Wednesday, April 15, 2009

Character Issues

As the draft approaches and players’ draft stock rises and falls (measured in millions of dollars in potential first contracts) character issues have become more and more important in football. Character issues have even bigger implications than just players’ draft position though. The Bills have had to deal with character issues recently with incidents involving Marshawn Lynch, Dante Whitner, and Ko Simpson.

When Roger Goodell took office as commissioner of the NFL and started talking about how character issues would become stressed and players would be held to a higher standard I thought this might be a good thing. This higher standard was to be enforced with suspensions for misconduct. Since then though, I have done a 180 on this issue.

I’m not exactly sure what it was that made me change my mind. It could have been anything from Adam Jones, to Mike Vick, to Tank Johnson, to Cedric Benson, to the unfortunate shootings that have happened (Collier, Taylor, and Williams), to Plax shooting himself. I guess what it comes down to for me is… why football players?

Let’s think for a second what it would be like if others were suspended without pay from their positions were they to misbehave. You can apply this to whatever realm you want, it’s plain not fair. What if musicians were held to this same standard? When was the last time that you heard that a band’s tour was canceled because one of the band members got into an altercation outside of a strip club? When was the last time that a Hollywood actor was suspended from filming a blockbuster (i.e. Hugh Grant, Robert Downey Jr., Lindsay Lohan, etc.)?

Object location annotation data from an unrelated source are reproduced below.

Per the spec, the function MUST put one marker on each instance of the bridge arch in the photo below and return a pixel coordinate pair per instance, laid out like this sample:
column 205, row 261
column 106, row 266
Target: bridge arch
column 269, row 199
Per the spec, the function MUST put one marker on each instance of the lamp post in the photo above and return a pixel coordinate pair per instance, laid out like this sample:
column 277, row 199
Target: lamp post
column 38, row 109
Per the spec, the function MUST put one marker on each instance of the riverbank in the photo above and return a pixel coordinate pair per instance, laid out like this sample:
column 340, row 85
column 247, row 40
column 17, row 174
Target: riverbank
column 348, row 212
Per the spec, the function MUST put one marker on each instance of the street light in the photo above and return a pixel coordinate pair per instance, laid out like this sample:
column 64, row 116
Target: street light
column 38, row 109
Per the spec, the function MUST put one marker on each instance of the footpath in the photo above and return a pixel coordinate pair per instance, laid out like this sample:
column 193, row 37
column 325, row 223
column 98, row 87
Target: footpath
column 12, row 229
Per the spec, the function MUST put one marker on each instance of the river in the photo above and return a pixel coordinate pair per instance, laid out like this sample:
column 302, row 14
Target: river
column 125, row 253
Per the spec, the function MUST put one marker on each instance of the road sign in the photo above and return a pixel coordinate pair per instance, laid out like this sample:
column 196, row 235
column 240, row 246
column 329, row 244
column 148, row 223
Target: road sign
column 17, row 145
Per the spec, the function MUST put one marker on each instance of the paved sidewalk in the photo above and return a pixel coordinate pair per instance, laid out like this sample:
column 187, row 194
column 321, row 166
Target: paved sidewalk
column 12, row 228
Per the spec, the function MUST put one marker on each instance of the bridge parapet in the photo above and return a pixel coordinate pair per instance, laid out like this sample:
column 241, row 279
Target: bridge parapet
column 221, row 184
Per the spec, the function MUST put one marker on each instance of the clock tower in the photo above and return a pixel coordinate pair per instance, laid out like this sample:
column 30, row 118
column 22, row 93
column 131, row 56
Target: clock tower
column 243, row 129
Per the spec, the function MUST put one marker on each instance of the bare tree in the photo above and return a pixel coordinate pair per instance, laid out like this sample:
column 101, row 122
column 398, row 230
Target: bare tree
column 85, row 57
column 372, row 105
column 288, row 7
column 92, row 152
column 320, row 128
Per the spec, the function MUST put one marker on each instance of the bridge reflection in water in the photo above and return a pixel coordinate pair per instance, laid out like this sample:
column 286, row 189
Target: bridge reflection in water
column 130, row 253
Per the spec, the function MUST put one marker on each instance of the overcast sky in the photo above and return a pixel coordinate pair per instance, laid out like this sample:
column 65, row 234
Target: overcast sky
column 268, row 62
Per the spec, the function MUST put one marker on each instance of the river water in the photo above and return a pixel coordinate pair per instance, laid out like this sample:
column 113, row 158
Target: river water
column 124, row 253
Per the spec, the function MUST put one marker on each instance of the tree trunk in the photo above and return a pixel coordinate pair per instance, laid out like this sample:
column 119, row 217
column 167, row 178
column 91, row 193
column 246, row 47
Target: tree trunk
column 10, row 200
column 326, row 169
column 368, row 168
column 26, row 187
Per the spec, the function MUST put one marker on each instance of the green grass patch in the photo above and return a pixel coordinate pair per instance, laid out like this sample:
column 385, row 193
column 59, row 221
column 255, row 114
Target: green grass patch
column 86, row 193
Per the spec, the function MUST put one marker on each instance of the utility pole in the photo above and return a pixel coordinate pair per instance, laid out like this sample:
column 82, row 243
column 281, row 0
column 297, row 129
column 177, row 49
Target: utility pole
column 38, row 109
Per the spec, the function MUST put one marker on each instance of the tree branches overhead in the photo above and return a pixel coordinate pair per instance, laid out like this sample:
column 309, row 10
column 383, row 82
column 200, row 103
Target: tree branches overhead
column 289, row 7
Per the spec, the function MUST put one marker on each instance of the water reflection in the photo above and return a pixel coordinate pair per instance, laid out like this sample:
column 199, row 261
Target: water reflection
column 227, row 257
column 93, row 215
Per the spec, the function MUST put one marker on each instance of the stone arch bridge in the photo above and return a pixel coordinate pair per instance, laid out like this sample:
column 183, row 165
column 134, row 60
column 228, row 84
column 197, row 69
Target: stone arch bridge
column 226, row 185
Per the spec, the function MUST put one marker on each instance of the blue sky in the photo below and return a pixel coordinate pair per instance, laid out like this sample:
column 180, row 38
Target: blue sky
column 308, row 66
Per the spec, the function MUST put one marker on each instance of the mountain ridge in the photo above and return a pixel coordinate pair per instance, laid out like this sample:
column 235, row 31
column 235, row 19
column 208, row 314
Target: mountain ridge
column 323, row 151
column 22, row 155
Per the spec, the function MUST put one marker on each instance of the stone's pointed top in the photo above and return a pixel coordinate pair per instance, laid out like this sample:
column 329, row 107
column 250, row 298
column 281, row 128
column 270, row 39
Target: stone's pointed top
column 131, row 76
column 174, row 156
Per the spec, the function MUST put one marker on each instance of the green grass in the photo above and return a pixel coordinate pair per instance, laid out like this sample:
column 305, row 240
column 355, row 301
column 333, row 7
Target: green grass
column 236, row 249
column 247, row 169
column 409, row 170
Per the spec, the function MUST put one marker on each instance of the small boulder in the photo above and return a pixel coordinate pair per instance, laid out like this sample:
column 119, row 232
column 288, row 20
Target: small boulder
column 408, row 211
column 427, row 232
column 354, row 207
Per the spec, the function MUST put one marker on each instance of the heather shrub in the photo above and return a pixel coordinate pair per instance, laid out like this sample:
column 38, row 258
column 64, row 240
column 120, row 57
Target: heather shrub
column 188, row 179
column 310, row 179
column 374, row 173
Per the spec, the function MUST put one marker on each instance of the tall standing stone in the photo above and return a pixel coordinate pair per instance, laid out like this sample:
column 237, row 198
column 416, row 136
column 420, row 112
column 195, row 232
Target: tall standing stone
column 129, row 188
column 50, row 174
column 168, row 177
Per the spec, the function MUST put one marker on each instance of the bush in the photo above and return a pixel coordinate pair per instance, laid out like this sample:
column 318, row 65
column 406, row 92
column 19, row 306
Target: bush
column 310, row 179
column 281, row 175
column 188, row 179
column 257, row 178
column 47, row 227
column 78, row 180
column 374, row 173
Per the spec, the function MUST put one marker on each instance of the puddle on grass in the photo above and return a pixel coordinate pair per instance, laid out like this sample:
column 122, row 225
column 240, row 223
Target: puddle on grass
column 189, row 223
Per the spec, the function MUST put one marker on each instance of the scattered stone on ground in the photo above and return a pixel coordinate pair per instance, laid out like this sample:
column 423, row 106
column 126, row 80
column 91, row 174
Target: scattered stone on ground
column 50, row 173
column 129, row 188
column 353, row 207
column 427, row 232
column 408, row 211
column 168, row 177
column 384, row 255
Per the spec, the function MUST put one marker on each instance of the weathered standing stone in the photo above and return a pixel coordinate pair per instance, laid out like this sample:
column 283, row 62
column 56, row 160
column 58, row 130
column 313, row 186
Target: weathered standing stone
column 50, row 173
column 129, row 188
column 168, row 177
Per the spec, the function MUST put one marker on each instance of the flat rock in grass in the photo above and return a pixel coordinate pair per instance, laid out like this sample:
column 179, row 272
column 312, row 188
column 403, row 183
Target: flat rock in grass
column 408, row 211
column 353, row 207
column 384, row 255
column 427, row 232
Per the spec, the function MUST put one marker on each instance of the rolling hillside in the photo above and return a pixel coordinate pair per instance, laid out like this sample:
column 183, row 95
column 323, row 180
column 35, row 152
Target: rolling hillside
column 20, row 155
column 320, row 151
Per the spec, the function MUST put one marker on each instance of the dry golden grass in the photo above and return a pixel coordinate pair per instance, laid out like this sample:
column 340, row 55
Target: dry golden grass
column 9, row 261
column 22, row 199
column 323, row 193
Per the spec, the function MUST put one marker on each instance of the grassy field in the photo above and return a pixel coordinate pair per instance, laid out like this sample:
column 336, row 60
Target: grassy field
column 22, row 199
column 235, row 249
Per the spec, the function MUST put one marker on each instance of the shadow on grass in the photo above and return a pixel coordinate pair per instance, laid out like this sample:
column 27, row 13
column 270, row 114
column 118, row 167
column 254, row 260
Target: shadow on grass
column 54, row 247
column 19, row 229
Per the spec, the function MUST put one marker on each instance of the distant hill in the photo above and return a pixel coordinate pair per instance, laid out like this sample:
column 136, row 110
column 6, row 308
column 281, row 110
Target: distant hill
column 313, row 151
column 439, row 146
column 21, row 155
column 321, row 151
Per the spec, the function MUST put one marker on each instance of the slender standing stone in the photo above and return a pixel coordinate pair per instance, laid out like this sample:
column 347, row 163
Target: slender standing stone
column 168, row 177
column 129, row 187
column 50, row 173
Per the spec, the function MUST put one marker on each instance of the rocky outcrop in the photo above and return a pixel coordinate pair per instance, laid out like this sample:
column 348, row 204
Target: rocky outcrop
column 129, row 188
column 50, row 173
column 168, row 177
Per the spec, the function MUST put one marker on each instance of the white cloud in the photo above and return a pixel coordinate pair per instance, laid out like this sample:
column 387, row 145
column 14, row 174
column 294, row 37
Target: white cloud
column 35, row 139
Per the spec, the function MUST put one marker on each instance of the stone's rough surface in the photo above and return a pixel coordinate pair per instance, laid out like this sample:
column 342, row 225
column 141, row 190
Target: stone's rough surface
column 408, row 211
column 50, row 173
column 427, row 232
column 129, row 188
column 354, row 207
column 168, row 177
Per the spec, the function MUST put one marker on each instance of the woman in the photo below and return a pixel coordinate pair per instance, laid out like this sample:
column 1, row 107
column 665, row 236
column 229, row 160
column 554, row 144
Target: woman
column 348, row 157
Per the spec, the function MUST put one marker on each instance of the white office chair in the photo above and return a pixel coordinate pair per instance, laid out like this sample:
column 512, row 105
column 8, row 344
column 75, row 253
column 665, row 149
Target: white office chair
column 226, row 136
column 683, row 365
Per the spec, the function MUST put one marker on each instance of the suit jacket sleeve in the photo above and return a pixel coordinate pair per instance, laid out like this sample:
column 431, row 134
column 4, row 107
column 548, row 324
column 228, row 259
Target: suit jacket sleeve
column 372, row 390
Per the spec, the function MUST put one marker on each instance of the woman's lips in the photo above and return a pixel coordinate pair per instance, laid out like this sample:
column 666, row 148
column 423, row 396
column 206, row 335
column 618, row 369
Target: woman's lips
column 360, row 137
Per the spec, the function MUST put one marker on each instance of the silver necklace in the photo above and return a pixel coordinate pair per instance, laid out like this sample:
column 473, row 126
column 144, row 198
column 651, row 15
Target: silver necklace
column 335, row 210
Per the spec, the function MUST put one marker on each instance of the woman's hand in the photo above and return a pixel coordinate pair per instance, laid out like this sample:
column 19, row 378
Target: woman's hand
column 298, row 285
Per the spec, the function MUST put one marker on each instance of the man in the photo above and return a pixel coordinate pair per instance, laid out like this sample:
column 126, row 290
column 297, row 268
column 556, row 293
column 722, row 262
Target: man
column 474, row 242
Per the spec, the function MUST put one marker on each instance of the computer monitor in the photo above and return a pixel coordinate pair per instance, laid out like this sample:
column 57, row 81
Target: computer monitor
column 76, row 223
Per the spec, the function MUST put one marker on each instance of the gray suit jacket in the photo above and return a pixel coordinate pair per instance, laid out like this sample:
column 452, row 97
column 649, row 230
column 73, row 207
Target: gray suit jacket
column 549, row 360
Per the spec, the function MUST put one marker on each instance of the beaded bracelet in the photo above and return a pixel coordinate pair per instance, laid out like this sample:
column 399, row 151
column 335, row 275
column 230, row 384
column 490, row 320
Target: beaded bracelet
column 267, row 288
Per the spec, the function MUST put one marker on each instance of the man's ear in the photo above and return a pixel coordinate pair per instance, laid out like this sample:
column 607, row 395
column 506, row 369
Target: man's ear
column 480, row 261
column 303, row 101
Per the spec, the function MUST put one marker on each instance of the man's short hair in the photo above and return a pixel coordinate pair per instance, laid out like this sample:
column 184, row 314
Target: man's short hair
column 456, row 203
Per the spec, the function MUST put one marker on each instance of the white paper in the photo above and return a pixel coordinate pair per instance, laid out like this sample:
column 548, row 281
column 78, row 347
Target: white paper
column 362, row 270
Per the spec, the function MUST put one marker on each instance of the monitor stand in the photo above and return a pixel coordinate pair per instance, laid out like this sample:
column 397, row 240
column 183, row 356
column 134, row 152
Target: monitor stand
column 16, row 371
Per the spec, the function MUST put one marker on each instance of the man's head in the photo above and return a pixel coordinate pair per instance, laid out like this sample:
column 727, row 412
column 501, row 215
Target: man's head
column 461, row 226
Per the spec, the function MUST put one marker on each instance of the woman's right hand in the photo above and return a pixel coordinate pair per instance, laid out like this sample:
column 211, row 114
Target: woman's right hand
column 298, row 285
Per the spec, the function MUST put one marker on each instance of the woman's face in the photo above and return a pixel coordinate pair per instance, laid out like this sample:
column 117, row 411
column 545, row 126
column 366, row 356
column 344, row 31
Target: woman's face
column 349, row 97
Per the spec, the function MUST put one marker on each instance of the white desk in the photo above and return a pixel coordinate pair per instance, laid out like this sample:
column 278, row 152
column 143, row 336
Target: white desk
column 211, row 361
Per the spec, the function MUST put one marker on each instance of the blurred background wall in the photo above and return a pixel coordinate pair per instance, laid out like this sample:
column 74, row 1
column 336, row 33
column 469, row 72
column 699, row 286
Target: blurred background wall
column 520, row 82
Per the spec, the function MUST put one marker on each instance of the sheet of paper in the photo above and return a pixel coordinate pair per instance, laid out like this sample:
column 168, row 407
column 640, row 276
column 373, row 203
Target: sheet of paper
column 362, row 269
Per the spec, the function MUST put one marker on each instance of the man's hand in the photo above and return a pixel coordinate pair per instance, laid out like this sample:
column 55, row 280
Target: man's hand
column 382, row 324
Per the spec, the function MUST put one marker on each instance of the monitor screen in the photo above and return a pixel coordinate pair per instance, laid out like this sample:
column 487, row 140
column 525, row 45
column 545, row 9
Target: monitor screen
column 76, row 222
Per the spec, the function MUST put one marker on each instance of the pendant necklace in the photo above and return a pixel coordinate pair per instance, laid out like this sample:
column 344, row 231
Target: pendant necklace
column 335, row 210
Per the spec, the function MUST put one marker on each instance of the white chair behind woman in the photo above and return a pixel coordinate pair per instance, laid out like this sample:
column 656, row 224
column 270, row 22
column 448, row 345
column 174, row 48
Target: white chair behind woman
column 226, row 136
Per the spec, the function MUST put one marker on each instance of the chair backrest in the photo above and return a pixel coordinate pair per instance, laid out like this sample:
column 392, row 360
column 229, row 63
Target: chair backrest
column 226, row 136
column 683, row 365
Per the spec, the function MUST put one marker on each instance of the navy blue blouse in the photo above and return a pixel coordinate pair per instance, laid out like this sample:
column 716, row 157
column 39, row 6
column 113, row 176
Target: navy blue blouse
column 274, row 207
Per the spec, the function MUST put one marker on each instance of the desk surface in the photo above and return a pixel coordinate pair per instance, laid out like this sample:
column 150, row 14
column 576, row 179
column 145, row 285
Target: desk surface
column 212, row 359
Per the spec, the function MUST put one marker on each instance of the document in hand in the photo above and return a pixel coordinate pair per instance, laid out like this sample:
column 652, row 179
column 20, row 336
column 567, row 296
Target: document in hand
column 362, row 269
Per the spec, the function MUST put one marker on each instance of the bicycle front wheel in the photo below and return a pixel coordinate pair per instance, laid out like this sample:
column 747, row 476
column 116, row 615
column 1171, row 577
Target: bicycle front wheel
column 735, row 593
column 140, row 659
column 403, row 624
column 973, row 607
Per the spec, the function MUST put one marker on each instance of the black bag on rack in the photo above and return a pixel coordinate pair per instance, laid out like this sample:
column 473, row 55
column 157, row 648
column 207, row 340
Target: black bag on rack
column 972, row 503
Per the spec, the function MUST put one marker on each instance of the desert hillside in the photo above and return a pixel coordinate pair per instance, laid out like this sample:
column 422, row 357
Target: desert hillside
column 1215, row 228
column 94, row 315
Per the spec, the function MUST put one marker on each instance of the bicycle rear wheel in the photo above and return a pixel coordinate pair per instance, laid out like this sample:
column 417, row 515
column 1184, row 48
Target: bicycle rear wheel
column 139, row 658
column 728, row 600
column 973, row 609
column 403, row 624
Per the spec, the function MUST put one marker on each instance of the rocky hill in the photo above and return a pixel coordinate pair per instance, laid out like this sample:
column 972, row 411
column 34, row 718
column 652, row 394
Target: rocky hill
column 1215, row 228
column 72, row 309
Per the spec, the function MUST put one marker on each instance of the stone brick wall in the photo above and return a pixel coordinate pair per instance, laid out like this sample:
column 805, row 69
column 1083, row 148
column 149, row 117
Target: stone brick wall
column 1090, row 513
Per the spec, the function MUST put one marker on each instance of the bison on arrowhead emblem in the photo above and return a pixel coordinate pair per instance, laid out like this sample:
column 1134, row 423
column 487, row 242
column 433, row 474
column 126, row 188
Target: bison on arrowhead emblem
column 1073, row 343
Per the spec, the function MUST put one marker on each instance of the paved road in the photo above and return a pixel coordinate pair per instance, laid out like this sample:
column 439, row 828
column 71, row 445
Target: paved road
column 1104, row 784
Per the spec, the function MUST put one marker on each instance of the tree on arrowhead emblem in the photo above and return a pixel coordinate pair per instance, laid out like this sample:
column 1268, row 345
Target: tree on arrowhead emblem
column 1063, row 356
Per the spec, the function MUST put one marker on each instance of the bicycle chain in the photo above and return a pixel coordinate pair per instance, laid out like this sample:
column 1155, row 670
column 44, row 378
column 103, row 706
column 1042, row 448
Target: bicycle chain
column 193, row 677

It’s almost like we forget what these guys are doing out on a football field. Think in your head about Troy Polamalu literally flying through the air, head first at a quarterback. Players in the NFL get paid lots of money to play a very violent sport. Granted, lots of players are great human beings, serving and giving back to their communities, much like Polamalu. But, why are they held to such a higher standard than other sports figures in popular culture. When did the NFL become the Disney Channel?

Isn’t the reason that we have a legal system in this country to punish people if they break the law? Why do these players deserve to be punished a second time for these infractions? I’ve heard the argument it’s because football players are role models, which is true. But movie stars, rock stars, and baseball players are role models too, how come they don’t face the same consequences for their “bad” behavior? Maybe you think it’s because football players make so much money, in which case read the above sentence again and insert role models with big money makers.

This isn’t to say that I’m against rules and that the NFL should be a gladiatorial free-for-all. I guess I just see so many other ways to enforce “rules” and make the NFL safer, more exciting, and more realistic league. For example, by enforcing steroid use to the same level that the cycling world has.

This post is dedicated to Drewbins. You're my boy Blue, I mean Drew!